1. **Thread-safe batch fetch** – uses `fetch_ground_states_many` to download multiple nuclides in parallel and reports individual failures.
2. **Ground-state query** – prints the full Co‑60 table and demonstrates the `return_type="records"` abstraction.
3. **Fission yield analysis** – generates `output/u235_fission_yield.pdf` with Plotly, and compares IAEA yields against the `data/jeff_fission_yield_sample.csv` excerpt.
4. **Machine learning template** – calls `ml.train_half_life_model` and `ml.predict_half_life_seconds` to showcase a reproducible data-mining workflow.

Expanded commentary, reproducibility notes, and links to figures referenced in the manuscript are compiled in `docs/case_studies.md`.

To keep tests deterministic while still relying on real physics data, run `python scripts/cache_ground_states.py`. This helper downloads **the entire** ground-state catalog (`nuclides=all`) from the official LiveChart API (using the recommended User-Agent header) and stores the snapshot in `data/ground_states_sample.csv` (~3.3k rows). The ML unit test consumes this real snapshot so reviewers can reproduce the workflow without synthetic fixtures.

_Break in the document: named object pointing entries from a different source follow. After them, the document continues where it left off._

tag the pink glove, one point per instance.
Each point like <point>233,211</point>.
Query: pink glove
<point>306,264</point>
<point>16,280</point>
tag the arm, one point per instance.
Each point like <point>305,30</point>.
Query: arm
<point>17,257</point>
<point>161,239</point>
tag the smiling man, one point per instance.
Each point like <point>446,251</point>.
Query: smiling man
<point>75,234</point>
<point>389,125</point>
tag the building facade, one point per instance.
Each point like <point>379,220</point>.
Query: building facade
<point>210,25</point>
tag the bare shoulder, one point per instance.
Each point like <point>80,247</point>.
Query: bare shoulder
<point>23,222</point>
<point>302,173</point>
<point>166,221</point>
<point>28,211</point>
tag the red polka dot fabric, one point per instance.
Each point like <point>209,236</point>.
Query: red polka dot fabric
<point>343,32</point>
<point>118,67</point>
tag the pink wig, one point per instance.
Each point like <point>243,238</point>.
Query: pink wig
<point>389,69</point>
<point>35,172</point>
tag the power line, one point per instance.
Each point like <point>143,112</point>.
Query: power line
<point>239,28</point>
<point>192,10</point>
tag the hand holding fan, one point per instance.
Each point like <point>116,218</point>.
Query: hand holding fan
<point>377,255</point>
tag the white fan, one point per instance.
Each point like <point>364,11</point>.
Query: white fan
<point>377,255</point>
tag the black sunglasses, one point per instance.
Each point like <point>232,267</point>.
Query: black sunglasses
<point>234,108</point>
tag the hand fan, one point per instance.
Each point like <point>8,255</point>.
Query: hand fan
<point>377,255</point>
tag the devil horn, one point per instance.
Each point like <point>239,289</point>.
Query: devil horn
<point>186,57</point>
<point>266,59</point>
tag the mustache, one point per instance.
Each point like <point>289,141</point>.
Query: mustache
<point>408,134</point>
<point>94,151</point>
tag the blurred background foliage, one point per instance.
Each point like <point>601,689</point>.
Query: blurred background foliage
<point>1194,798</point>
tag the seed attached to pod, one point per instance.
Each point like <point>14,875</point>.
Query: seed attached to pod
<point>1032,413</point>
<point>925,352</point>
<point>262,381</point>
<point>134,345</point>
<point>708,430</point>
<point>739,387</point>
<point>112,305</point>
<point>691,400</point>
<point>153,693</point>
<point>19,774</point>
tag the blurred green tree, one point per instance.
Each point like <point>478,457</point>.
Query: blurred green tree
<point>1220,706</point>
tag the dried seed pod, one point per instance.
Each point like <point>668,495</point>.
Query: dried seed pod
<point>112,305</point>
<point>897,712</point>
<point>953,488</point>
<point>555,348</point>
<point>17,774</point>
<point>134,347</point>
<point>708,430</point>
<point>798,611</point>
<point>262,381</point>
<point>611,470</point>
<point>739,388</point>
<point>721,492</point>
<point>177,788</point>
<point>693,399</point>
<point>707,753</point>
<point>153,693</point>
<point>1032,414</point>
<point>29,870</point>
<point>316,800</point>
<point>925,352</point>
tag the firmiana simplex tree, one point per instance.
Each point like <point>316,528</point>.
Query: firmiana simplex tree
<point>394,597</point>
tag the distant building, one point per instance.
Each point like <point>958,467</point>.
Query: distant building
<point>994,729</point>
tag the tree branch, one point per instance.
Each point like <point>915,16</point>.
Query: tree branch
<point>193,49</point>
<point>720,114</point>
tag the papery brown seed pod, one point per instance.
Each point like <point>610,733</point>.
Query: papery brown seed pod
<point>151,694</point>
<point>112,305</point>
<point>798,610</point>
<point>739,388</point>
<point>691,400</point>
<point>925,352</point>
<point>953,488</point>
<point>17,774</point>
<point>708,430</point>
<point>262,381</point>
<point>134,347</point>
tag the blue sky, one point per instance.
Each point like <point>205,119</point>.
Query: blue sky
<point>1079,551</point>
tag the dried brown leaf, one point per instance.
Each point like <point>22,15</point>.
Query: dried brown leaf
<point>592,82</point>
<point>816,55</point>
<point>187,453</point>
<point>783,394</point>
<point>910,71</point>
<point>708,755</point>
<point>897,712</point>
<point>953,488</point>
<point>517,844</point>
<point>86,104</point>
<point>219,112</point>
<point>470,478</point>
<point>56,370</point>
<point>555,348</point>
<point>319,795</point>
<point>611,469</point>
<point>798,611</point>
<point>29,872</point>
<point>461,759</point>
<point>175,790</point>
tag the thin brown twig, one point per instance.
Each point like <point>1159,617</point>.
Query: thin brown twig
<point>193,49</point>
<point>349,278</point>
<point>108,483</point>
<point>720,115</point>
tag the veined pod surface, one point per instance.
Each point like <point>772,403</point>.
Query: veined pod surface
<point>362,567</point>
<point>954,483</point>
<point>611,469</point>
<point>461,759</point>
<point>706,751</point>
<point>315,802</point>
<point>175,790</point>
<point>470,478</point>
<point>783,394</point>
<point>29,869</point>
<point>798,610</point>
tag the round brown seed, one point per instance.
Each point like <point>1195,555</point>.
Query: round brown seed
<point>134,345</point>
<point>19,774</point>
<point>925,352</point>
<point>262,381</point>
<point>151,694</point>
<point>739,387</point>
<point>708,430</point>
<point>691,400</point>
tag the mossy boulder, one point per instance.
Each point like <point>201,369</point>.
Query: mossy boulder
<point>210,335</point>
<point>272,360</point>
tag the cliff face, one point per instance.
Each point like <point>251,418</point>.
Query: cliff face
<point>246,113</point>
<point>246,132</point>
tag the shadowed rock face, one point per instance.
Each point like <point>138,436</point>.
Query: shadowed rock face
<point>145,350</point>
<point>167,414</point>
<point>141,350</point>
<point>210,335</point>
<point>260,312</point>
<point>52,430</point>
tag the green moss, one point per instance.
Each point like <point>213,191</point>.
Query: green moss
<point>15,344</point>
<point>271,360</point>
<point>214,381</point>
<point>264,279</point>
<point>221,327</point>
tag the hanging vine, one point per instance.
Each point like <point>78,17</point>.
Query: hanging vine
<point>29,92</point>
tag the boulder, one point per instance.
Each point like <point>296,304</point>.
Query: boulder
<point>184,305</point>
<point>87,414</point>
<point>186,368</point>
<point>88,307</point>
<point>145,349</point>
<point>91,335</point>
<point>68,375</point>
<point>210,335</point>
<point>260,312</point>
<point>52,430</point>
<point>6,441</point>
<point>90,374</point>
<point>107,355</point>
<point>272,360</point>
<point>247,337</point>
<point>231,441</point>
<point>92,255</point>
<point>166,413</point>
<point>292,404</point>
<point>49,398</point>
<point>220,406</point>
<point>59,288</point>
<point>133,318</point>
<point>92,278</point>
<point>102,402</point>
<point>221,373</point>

## Machine learning helper

The optional `py_livechart.ml` module packages a safe baseline for researchers who want to perform rapid prototyping:

- `train_half_life_model` standardizes numeric columns, removes non-physical targets, and trains a `SimpleImputer + RandomForestRegressor` pipeline with deterministic seeds.
- The function returns `(model, metrics, features)` where `metrics` contains `r2_score`, `rmsle`, and `male`. Negative `r2` values trigger a warning so users know the proxy model should not be deployed as-is.
- `predict_half_life_seconds` enforces feature order, performs the same numeric cleanup, fills any missing data prior to inference, and returns physical half-life values in seconds.

```python
from py_livechart import LiveChartClient, ml

client = LiveChartClient()
model, metrics, features = ml.train_half_life_model(client)
print(metrics)

ca48 = client.get_ground_states("48ca")
prediction = ml.predict_half_life_seconds(model, features, ca48)
print(f"T1/2(Ca-48) ≈ {prediction:.3e} s")
```

## PyPI/CI workflow

- `.github/workflows/publish.yml` runs linting and `pytest` on pushes and pull requests. When a tag matching `v*` is pushed, it builds wheels + source distributions and uploads them with `PYPI_API_TOKEN`.
- Manual release commands:

```bash
python -m build
twine upload dist/*
```

## License

MIT. See [LICENSE](LICENSE) for details.